Client-side reconnection:

const client = createClient({
  url: 'ws://localhost:10000/graphql',
  retryAttempts: 5,
  retryWait: async function* () {
    for (const wait of [1000, 2000, 4000, 8000, 16000]) {
      yield wait;
    }
  }
});

Troubleshooting

Common Issues:

  1. Subscription returns "Subscription execution failed"

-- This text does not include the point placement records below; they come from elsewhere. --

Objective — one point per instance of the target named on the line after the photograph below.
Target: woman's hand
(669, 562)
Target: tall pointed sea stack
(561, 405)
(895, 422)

    • The data field requires subselection — use data { customer_id first_name ... } not just data
    • Check the GraphQL schema introspection for the correct *SubscriptionData type name
  2. No events received

    • Verify APP_NATS_ENABLED=true on both watcher and excalibase-graphql
    • Check NATS stream has messages: curl http://localhost:8222/jsz?streams=true
    • Check watcher logs for CDC activity: docker logs excalibase-watcher
  3. Connection Refused

    • Verify NATS is running and reachable
    • Check PostgreSQL logical replication is enabled (SHOW wal_level; should return logical)

Debug Logging:

logging:
  level:
    io.github.excalibase.service.NatsCDCService: DEBUG
    io.github.excalibase.config.ws.GraphQLWebSocketHandler: DEBUG

Testing

Unit Tests

Run the subscription-specific test suite:

# Test NatsCDCService (NATS consumer, routing, DDL cache invalidation)
mvn test -pl modules/excalibase-graphql-starter -Dtest=NatsCDCServiceTest

# Test subscription implementation (event transformation)
mvn test -pl modules/excalibase-graphql-postgres -Dtest=PostgresDatabaseSubscriptionImplementTest

# Test WebSocket handler
mvn test -pl modules/excalibase-graphql-api -Dtest=GraphQLWebSocketHandlerTest

Integration Testing

Test with a real database using Docker Compose:

# Start full environment (app + postgres + nats + watcher + observability)
make dev

# Connect to WebSocket for manual testing
wscat -c ws://localhost:10000/graphql -s graphql-transport-ws

# In another terminal, make database changes
make db-shell
INSERT INTO customer (first_name, last_name, email) VALUES ('Test', 'User', 'test@example.com');

# Verify events are received in WebSocket connection

Limitations

Current Limitations

  • Table-Level Granularity: Subscriptions are per-table, not query-based
  • No Filtering: Cannot filter subscription events by column values (all changes for a table are delivered)
  • Single Watcher: One watcher instance per database (replication slot is single-consumer)

Future Enhancements

  • Row-level subscription filtering based on WHERE conditions
  • Cross-table subscription support
  • Authentication and authorization for subscription access
  • Watcher health-check integration for cache TTL fallback

Excalibase Ecosystem

Project Purpose Links
excalibase-graphql Auto-generated GraphQL API GitHub · Docker Hub
excalibase-watcher Centralized CDC server (NATS publisher) GitHub · Docker Hub

Summary

Real-time subscriptions in Excalibase GraphQL provide a robust, horizontally-scalable solution for streaming database changes to clients. By delegating CDC to excalibase-watcher and using NATS JetStream for event distribution, the architecture supports multiple pods without duplicate replication slots or events. DDL changes are automatically detected and trigger schema cache invalidation, eliminating the need for application restarts on schema changes.